Nik Franke of WU talked about the ad hoc way that the first workshop got organized, when Eric von Hippel suggested that WU host it.. It was 25 participants then and 200 today. Franke showed a series of photos: a small classroom, overhead transparencies, perhaps some drinking. Even then it was mostly Germans: from among the photos, I recognized von Hippel, Franke, Frank Piller, and Christoph Hienerth.
The slides also showed some of the papers from the first conference that became journal papers. One I didn’t realize was at the first conferences was Sonali Shah’s seminal 2006 Management Science paper, one that introduced the idea of gated source to the academic literature.
Co-host Christopher Lettl noted the two main innovations in the format this year. One is the creation of roundtable (interactive) paper sessions. The other is the addition of invited keynotes: von Hippel and Carliss Baldwin this morning, more tomorrow and Wednesday. (All the major themes have a keynote, except for Chesbrough-style open innovation.)
Lettl also showed the stoplight alarm for minitalks that exceed their time limit, a formalization of last year’s flashlight by Mako at MIT. Unfortunately, the alarm got used (and ignored) far too often today.

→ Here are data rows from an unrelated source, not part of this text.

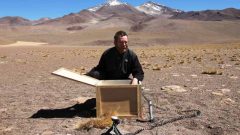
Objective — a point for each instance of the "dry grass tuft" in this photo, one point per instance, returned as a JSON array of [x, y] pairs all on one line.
[[101, 123], [212, 71], [81, 70]]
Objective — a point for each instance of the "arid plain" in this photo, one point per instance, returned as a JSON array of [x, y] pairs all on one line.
[[202, 58]]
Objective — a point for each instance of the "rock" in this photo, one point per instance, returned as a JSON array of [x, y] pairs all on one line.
[[228, 100], [194, 76], [217, 93], [225, 90], [174, 88]]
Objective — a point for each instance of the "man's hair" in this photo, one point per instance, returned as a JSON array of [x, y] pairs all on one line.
[[119, 34]]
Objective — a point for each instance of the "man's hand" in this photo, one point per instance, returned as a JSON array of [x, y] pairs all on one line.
[[134, 81]]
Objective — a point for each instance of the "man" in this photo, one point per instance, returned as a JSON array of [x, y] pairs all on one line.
[[118, 62]]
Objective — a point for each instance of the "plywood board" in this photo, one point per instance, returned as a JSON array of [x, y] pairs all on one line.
[[122, 101], [76, 76]]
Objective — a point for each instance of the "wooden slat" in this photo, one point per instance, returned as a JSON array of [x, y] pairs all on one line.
[[75, 76]]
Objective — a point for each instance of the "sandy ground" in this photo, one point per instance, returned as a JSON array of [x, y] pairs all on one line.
[[28, 88]]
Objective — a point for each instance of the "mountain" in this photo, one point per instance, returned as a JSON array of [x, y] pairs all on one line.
[[152, 8], [209, 15], [115, 9], [83, 16], [14, 21], [41, 20]]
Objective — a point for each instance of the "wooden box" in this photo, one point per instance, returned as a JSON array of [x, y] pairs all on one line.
[[113, 97], [119, 98]]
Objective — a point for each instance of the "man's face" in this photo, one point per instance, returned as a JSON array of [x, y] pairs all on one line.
[[122, 44]]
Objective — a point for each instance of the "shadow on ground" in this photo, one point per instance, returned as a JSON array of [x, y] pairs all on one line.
[[86, 110]]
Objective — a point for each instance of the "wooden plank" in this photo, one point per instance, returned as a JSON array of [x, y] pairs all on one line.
[[76, 76]]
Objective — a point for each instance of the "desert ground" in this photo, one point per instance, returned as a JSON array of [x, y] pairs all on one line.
[[34, 101]]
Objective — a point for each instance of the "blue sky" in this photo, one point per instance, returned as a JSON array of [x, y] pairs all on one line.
[[36, 9]]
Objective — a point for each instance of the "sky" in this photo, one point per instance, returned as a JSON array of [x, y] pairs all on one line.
[[36, 9]]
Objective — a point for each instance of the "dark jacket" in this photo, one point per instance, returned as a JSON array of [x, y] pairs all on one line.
[[114, 65]]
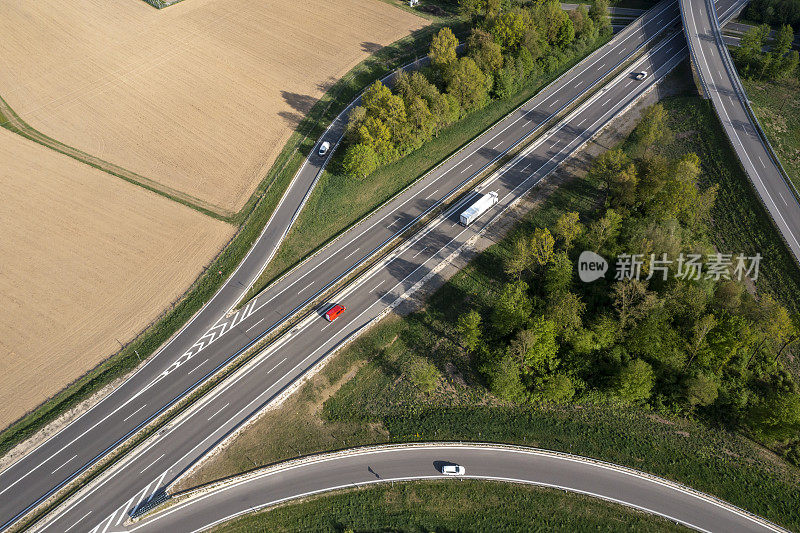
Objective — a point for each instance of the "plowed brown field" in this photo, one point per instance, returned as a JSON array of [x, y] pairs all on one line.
[[199, 97], [85, 260]]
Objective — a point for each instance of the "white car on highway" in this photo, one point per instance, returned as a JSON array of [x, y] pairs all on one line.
[[453, 470]]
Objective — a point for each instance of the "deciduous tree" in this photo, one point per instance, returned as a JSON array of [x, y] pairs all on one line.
[[635, 381], [360, 161]]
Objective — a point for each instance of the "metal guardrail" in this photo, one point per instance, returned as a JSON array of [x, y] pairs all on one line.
[[742, 96], [209, 488]]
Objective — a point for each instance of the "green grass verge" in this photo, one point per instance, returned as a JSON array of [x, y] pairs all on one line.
[[339, 201], [450, 506], [365, 394], [740, 223], [777, 106], [252, 219]]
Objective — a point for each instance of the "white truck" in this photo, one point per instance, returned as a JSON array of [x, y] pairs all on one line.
[[478, 208]]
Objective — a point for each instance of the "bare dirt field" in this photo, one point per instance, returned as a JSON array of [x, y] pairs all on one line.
[[86, 259], [199, 97]]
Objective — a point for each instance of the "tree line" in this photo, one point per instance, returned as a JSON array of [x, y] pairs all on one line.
[[708, 347], [775, 12], [755, 60], [508, 45]]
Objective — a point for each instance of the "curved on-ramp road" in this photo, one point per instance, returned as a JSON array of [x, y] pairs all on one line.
[[358, 467]]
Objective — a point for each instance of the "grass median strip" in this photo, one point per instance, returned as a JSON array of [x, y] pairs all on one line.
[[338, 201], [776, 103], [252, 218], [446, 506], [371, 391]]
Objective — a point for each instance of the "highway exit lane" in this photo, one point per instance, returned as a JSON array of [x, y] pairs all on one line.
[[383, 465], [108, 503], [186, 361]]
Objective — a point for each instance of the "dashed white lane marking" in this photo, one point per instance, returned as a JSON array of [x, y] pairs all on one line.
[[76, 523], [106, 523], [124, 511], [133, 413], [198, 366], [65, 464], [148, 466], [276, 366], [218, 411], [255, 325]]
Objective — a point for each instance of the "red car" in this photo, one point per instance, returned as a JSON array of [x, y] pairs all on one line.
[[334, 312]]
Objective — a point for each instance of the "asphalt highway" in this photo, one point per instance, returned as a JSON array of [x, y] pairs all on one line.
[[143, 475], [516, 465], [198, 351], [720, 81]]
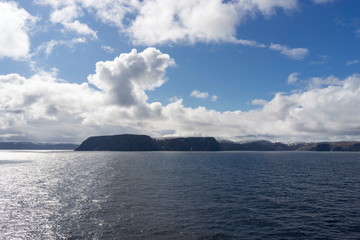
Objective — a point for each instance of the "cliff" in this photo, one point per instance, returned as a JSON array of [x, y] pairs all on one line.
[[125, 142], [189, 144], [36, 146], [129, 142]]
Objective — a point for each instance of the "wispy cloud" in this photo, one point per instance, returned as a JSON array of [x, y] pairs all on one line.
[[352, 62], [49, 46], [107, 49], [293, 53], [15, 24], [322, 1], [327, 108], [293, 77], [203, 95]]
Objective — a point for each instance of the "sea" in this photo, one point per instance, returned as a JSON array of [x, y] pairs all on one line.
[[179, 195]]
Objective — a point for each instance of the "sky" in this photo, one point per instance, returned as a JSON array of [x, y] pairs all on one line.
[[279, 70]]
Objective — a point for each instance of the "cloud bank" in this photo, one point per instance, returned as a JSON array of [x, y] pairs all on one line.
[[15, 24], [114, 100], [153, 22]]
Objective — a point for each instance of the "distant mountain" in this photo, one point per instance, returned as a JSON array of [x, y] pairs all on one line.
[[130, 142], [37, 146], [125, 142]]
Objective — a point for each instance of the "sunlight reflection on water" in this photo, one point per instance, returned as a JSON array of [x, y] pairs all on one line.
[[62, 195]]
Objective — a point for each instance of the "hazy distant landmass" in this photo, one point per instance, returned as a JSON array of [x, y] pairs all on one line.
[[36, 146], [130, 142]]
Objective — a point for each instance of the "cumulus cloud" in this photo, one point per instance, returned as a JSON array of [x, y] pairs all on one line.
[[198, 94], [203, 95], [48, 47], [293, 53], [153, 22], [15, 24], [293, 77], [66, 13], [128, 76], [107, 49], [352, 62], [322, 1], [46, 108]]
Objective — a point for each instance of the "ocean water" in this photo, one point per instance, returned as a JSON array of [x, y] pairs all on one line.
[[179, 195]]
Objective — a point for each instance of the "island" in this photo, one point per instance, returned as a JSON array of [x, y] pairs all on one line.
[[132, 142]]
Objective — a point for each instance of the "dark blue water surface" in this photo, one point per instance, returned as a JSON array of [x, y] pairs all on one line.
[[179, 195]]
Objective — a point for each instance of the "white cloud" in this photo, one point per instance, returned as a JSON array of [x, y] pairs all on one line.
[[163, 21], [46, 108], [67, 13], [203, 95], [48, 47], [128, 77], [293, 53], [153, 22], [352, 62], [214, 98], [293, 77], [198, 94], [322, 1], [15, 24], [107, 49]]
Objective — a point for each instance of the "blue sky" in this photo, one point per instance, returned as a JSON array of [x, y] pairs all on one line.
[[283, 70]]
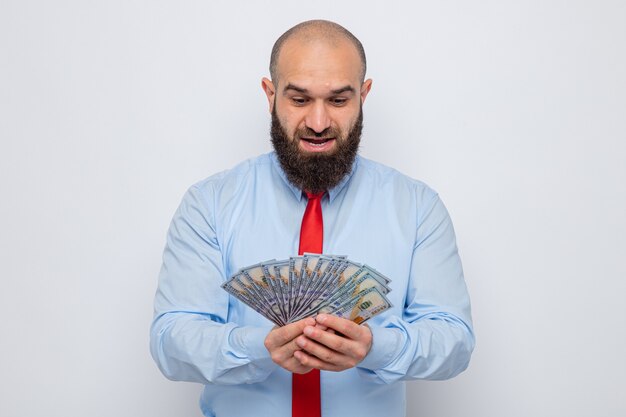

The location and the path-dependence explain in part the high incidence of Germans here. Even more than in Cambridge last year, the hallway conversations are (natürlich) in German.
This is my 4th consecutive year at what (in 2008) was called the User and Open Innovation conference (and was the User Innovation workshop before that.)

Open innovation (in the Chesbrough, not the von Hippel sense) remains small but significant — with one paper and three interactive sessions. It’s hard to tell, because in the three “open innovation” roundtable sessions, some of the title buzzwords (“lead user,” “online user communities”) don’t suggest an OI focus.
One thing that is certainly missing is any acknowledgement of July 4th. We dozen or so Americans here have remarked on it among ourselves, but apparently the Germans and Austrians don’t think noteworthy. There’s a good chance we’ll get würst and beer tonight, so other than being 9 hours ahead (and the only one wearing red, white and blue) the occasion will be suitably observed.
Update 9pm CET: My prediction was slightly off: no würst, no fireworks, but plenty of beer.